The first friction is employment without transparency. Luna hired two people without disclosing that the employer was an artificial intelligence system. This is not a minor detail. In most jurisdictions, the nature of the employer is material information for anyone signing a contract. If Luna signed incorporation documents and acts as an employer entity, the question of legal liability in case of labor disputes remains unanswered. Andon Labs acknowledges that the legal and permitting aspects were the only point where the founders had to intervene directly because the agent couldn’t navigate that complexity autonomously. This precisely defines the current limits of the agent: it can execute complex business transactions but cannot manage the regulatory framework surrounding them.

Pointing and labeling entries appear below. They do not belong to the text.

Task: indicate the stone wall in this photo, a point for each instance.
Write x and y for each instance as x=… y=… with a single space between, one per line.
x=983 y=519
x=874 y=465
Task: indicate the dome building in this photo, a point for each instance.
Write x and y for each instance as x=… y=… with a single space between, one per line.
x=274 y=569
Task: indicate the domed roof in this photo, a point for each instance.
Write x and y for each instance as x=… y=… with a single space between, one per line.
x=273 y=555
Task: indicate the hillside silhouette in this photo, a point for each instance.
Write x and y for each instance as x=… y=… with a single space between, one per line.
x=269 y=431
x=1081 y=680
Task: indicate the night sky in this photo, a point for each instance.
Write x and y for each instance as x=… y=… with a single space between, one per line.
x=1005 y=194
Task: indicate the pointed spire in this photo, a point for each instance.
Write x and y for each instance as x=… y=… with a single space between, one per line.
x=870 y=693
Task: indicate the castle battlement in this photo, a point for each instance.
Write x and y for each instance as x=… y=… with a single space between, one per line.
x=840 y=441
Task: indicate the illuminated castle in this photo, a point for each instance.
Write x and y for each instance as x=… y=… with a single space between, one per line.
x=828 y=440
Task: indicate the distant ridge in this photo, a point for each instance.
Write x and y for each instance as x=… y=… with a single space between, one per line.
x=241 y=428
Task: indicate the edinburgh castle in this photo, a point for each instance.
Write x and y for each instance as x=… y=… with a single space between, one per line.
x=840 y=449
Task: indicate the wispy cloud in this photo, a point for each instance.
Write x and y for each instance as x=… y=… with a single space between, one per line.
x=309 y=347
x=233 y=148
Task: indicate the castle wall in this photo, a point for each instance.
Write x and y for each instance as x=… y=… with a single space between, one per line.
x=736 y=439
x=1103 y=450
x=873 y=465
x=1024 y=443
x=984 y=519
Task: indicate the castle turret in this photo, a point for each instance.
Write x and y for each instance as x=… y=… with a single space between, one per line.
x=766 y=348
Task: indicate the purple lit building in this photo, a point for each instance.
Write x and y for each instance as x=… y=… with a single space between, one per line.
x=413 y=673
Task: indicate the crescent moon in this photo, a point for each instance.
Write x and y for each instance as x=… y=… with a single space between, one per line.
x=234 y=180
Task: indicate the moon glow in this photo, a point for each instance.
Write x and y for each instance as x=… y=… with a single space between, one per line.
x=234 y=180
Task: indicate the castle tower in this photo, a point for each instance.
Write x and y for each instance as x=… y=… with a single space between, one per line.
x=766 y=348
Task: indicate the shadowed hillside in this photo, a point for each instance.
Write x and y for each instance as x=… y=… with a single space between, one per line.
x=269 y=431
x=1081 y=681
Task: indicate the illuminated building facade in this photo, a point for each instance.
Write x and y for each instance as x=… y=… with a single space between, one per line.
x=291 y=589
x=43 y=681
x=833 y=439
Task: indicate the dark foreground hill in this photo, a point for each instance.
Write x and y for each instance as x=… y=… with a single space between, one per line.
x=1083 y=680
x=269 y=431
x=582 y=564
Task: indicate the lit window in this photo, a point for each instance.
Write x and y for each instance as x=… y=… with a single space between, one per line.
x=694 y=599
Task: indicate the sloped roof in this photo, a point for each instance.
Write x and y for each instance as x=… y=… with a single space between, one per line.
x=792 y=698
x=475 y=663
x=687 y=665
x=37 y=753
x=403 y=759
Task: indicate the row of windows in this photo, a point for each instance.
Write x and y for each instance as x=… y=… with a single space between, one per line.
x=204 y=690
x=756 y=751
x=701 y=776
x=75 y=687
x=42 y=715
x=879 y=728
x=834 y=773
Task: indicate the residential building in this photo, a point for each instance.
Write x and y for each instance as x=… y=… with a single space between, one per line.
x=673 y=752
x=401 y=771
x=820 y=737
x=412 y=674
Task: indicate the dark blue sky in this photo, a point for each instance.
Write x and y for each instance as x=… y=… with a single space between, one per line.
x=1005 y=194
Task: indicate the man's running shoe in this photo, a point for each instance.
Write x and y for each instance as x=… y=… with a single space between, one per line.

The second friction is operational: Luna provided incorrect information to customers, including inaccurate descriptions of orders. In a physical store where customer experience relies on face-to-face interactions, an agent that cannot guarantee accuracy in the information it provides to the public isn’t ready to operate without human oversight at that touchpoint. Luna may hire the right staff, negotiate good prices with suppliers, and design the store layout intelligently, but if the critical moment with the customer produces factual errors, the model has a trust issue that back-office data doesn’t resolve.

These two points do not invalidate the experiment; they define it. They are precisely the types of data a well-designed experiment should produce: the edges where the autonomous system needs a human, and the cost of not having one.

The Pattern This Case Installs in the Industry

What Andon Market makes visible for any organization evaluating AI agents in real operations is that the autonomy of a system isn’t measured by what it can initiate but by what it can sustain under unpredictable conditions.

Luna demonstrated an impressive kick-off capability. In the equivalent of a launch sprint, it executed tasks that would require weeks of coordination among human resources, operations, design, and purchasing in a traditional enterprise. This brings measurable economic value: it significantly compressed the time to zero for opening a store, and it did so with a level of autonomy that very few systems have achieved in physical environments.

But opening is the easiest part. What comes next—the sustained operation with real employees, real customers, suppliers with deadlines, and a landlord with expectations—is where current agents show their seams. The failure on the first day wasn’t catastrophic because Luna resolved it. The problem is that it shouldn’t have happened in a system that had already successfully executed hiring, negotiations, and logistics.

This suggests that the architecture of current agents handles the complexity of sequential tasks in controlled environments well but struggles for consistency when human variables are unpredictable and concurrent. The gap isn’t in the system's intelligence; it’s in its ability to handle real-time ambiguity when the actors on the other side don’t behave as the protocol expects.

For leaders assessing when and how to incorporate autonomous agents into their operations, this case delivers a more useful signal than any lab demo: the risk isn’t in AI failing to execute a task; it’s in AI executing tasks correctly but within a framework of assumptions that the real world does not respect. Identifying that framework, pricing it, and consciously deciding what level of human oversight compensates for it—that's what separates an experiment from a strategy. Leaders who build on operational evidence and adjust in short cycles don’t need to wait three years of leasing to know if the model works; they need to design from the outset the checkpoints where field data compels them to correct things before the cost becomes too high to ignore.